An Israeli internet firm has abandoned its bid to acquire a smaller American rival after the US government raised security concerns.
The US had concerns over classified computer information
Israel's Check Point Software Technologies ditched plans to buy Sourcefire after a US national security investigation.
US officials told Check Point that the transaction could threaten some of the government's most sensitive IT systems.
The deal was called off when the two parties failed to reach an agreement.
The Committee on Foreign Investment in the United States (CFIUS), which is responsible for examining acquisitions of US companies by foreign companies, has conducted only 25 full investigations out of a total of 1,600 business transactions that came before it.
The committee recently looked into a controversial takeover plan by an Arab company, Dubai Ports World, involving six key US ports.

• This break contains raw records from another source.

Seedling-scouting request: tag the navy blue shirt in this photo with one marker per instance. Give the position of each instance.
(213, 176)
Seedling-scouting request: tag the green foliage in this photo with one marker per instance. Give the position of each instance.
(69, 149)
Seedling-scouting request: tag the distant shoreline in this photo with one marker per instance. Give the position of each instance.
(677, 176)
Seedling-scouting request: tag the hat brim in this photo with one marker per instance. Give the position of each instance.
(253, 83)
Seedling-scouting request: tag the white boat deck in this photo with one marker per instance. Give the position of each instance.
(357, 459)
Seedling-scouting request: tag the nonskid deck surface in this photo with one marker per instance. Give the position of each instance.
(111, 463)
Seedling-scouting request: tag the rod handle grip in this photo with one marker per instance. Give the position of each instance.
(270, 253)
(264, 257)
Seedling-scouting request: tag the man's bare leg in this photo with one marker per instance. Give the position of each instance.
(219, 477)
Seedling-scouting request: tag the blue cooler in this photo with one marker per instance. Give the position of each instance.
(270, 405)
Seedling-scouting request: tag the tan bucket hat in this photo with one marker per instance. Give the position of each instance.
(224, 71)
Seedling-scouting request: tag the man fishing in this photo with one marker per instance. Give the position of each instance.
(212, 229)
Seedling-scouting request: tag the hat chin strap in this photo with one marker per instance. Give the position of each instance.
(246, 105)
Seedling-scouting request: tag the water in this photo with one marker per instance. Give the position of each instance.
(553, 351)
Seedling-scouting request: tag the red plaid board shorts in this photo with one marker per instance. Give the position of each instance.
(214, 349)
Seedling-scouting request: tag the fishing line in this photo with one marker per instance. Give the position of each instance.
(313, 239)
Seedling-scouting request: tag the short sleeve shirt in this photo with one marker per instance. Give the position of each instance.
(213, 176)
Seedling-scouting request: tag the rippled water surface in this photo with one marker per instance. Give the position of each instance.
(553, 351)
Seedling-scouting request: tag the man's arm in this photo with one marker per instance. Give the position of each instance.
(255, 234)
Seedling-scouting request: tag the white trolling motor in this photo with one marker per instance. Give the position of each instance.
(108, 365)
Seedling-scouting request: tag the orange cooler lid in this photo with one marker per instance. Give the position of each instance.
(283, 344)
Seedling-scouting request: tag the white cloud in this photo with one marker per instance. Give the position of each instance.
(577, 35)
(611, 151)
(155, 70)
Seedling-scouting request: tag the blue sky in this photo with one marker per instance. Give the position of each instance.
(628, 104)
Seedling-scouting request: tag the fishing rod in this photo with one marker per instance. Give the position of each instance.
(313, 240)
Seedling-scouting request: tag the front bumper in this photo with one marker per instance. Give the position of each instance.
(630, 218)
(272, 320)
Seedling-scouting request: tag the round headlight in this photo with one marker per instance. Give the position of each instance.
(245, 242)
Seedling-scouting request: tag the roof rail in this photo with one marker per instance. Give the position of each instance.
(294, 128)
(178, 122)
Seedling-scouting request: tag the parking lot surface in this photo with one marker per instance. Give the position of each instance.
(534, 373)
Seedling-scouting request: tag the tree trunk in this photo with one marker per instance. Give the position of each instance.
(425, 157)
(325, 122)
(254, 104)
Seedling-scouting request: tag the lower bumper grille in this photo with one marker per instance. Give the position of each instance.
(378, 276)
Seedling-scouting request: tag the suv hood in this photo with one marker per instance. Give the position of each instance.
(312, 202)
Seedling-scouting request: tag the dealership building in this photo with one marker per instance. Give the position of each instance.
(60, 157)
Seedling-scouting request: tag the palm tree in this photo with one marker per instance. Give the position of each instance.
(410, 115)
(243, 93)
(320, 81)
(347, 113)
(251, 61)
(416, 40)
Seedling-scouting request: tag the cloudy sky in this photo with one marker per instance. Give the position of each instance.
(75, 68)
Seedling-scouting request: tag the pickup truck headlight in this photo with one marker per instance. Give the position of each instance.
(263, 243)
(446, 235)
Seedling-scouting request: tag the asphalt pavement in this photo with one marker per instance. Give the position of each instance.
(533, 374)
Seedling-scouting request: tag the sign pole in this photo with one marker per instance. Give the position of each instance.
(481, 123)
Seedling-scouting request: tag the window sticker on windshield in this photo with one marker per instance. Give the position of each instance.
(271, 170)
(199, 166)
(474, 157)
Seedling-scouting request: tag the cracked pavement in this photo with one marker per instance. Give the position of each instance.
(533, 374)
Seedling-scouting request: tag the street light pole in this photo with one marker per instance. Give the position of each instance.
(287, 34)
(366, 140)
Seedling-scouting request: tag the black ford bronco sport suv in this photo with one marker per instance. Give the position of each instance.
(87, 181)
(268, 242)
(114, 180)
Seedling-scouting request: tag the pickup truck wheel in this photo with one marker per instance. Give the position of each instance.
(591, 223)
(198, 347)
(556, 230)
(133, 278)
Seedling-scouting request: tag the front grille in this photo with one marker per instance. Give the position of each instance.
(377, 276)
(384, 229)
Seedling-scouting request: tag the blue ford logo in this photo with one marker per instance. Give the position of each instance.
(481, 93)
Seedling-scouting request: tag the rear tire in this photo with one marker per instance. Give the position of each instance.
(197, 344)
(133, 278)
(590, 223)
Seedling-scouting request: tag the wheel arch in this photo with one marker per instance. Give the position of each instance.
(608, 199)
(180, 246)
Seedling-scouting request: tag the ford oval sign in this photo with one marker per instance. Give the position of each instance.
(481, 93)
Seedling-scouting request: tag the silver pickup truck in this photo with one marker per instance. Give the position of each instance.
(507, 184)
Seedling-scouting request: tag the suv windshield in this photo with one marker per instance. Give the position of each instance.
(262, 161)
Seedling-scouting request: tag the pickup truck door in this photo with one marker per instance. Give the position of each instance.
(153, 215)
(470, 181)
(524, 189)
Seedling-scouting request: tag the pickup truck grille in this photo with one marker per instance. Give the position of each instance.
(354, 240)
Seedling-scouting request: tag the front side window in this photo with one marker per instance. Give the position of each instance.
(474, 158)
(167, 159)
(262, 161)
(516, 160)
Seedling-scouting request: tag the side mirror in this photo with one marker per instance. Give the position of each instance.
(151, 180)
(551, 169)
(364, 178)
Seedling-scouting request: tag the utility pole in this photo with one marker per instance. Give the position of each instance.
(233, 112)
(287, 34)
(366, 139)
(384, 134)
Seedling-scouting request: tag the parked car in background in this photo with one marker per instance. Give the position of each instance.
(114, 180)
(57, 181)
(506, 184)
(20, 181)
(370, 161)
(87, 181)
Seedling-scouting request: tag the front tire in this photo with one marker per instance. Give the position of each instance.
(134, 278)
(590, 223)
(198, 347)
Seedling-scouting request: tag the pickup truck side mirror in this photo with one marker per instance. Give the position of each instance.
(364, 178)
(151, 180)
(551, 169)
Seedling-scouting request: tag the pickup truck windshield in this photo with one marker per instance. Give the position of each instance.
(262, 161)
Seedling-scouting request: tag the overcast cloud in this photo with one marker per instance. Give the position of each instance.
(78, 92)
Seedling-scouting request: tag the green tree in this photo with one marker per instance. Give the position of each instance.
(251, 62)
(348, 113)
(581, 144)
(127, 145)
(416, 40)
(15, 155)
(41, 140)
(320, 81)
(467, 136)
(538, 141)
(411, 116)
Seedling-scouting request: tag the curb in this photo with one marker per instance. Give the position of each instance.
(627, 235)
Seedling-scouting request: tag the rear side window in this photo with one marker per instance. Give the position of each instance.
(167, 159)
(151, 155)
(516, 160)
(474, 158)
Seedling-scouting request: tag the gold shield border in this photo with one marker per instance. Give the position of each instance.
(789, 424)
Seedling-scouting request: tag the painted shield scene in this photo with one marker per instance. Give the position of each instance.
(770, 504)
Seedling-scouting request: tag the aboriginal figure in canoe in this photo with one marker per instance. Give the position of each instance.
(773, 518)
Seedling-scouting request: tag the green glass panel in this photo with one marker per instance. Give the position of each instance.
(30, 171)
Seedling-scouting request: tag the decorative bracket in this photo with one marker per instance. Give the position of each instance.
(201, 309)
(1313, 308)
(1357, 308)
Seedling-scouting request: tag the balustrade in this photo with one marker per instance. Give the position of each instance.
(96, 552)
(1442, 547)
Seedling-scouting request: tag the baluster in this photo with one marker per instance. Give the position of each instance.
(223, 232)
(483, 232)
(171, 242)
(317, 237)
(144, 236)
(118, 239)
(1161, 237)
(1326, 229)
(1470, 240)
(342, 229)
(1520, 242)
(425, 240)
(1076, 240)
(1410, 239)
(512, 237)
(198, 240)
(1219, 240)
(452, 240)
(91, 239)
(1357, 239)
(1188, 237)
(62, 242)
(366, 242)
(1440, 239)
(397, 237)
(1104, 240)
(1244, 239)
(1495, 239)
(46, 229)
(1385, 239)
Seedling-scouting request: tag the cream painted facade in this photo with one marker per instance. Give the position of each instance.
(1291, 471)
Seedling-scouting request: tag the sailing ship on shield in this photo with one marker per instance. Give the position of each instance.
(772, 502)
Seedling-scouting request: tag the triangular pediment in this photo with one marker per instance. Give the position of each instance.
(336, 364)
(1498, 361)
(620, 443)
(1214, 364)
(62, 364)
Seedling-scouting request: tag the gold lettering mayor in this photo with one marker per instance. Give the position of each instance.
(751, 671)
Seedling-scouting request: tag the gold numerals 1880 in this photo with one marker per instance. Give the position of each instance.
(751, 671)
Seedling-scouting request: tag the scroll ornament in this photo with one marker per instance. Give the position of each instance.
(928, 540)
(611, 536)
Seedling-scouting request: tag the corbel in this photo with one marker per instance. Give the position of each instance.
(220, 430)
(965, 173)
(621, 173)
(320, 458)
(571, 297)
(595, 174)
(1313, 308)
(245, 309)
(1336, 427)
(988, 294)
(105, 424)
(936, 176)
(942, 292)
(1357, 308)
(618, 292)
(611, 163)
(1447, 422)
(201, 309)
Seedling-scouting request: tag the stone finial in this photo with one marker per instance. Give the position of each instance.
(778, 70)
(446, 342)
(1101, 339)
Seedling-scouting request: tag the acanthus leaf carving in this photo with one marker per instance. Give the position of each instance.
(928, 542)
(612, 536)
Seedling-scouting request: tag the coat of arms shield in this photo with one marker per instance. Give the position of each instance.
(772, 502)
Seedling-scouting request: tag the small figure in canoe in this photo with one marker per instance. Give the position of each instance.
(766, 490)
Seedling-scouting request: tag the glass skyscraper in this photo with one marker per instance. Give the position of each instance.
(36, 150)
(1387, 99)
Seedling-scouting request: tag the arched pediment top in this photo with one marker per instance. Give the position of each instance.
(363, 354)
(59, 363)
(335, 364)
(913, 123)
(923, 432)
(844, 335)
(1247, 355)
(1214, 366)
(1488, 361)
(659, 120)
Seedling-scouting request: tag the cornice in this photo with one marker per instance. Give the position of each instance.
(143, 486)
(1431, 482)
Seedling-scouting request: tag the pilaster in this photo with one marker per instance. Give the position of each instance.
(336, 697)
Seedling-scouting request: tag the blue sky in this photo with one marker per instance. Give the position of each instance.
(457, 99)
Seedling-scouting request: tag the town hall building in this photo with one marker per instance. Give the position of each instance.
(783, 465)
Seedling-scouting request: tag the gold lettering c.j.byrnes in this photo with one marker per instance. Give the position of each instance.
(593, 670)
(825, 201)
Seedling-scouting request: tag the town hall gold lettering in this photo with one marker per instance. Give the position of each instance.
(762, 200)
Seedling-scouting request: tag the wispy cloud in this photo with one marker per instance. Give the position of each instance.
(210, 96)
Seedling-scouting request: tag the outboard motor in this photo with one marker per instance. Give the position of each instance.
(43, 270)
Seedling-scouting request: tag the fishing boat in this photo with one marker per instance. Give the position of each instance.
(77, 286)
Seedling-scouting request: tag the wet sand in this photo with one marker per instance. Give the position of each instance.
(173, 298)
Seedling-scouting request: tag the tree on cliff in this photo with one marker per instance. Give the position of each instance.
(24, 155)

The Dubai Ports deal was given the go-ahead by the committee but has since been abandoned.
If the Check Point sale, made public early last October, had taken place, it would have acquired all Sourcefire's patents, source codes and blueprints for its software, as well as employees' expertise.
The FBI and the Pentagon had particular concerns regarding a particular type of so-called Snort software, which protects certain classified US military and intelligence computers.
"Given the CFIUS concerns, [Sourcefire] might have to limit [its] potential partners," said Peter Kuper of Morgan Stanley.
"A US acquirer would be a lot simpler and cleaner," Mr Kuper added.
Check Point told investors about the higher-level US investigation on February 13.
In about half of the investigations conducted by CFIUS, companies withdrew from proposed deals rather than face rejection.